1.3 bonding- shapes Flashcards
properties of linear molecules
-bonding pairs: 2
-lone electron pairs: 0
-bond angle: 180
-example: beryllium chloride
properties of v-shaped molecules
-bonding pairs: 2
-lone electron pairs: 2 or 1
-bond angle: 104.5 or a little less than 120
-example: water
properties of trigonal planar molecules
-bonding pairs: 3
-lone electron pairs: 0
-bond angle: 120
-example: boron trifluoride
properties of pyramidal molecules
-bonding pairs: 3
-lone electron pairs: 1
-bond angle: 107
-example: ammonia
properties of tetrahedral molecules
-bonding pairs: 4
-lone electron pairs: 0
-bond angle: 109.5
-example: methane
properties of trigonal bipyramidal molecules
-bonding pairs: 5
-lone electron pairs: 0
-bond angle: 90 and 120
-example: phosphorus pentachloride
properties of square planar molecules
-bonding pairs: 4
-lone electron pairs: 2
-bond angle: 90
-example: xenon tetrafluoride
properties of seesaw molecules
-bonding pairs: 4
-lone electron pairs: 1
-bond angle: 89 and 119
-example: sulfur tetrafluoride
properties of t-shaped molecules (trigonal bipyramidal with lone pairs)
-bonding pairs: 3
-lone electron pairs: 2
-bond angle: 88 (when lone pairs are next to each other) or 120 (when lone pairs are on opposite sides)

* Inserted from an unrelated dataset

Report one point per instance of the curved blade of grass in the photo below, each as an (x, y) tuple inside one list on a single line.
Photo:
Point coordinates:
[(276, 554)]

-example: chlorine trifluoride
what is the electron pair repulsion theory (3)
-valence electron pair predicts shape and bond angles of molecules
-Electrons are negatively charged and will repel other electrons
-bonding pair of electrons will repel other electrons, forcing the molecule to adopt a shape where repulsion is minimised
explain how electron pair repulsion theory can be used to predict the shape and bond angle of PF3 (phosphorus trifluoride) (6 marks)
-P has 5 electrons in outer shell
-P gains 3 electrons from F to gain full outer shell
-there are 3 bonding pairs and 1 lone pair
-electron pairs repel as far as possible
-lone pairs repel more
-tetrahedral shape, bond angle=109.5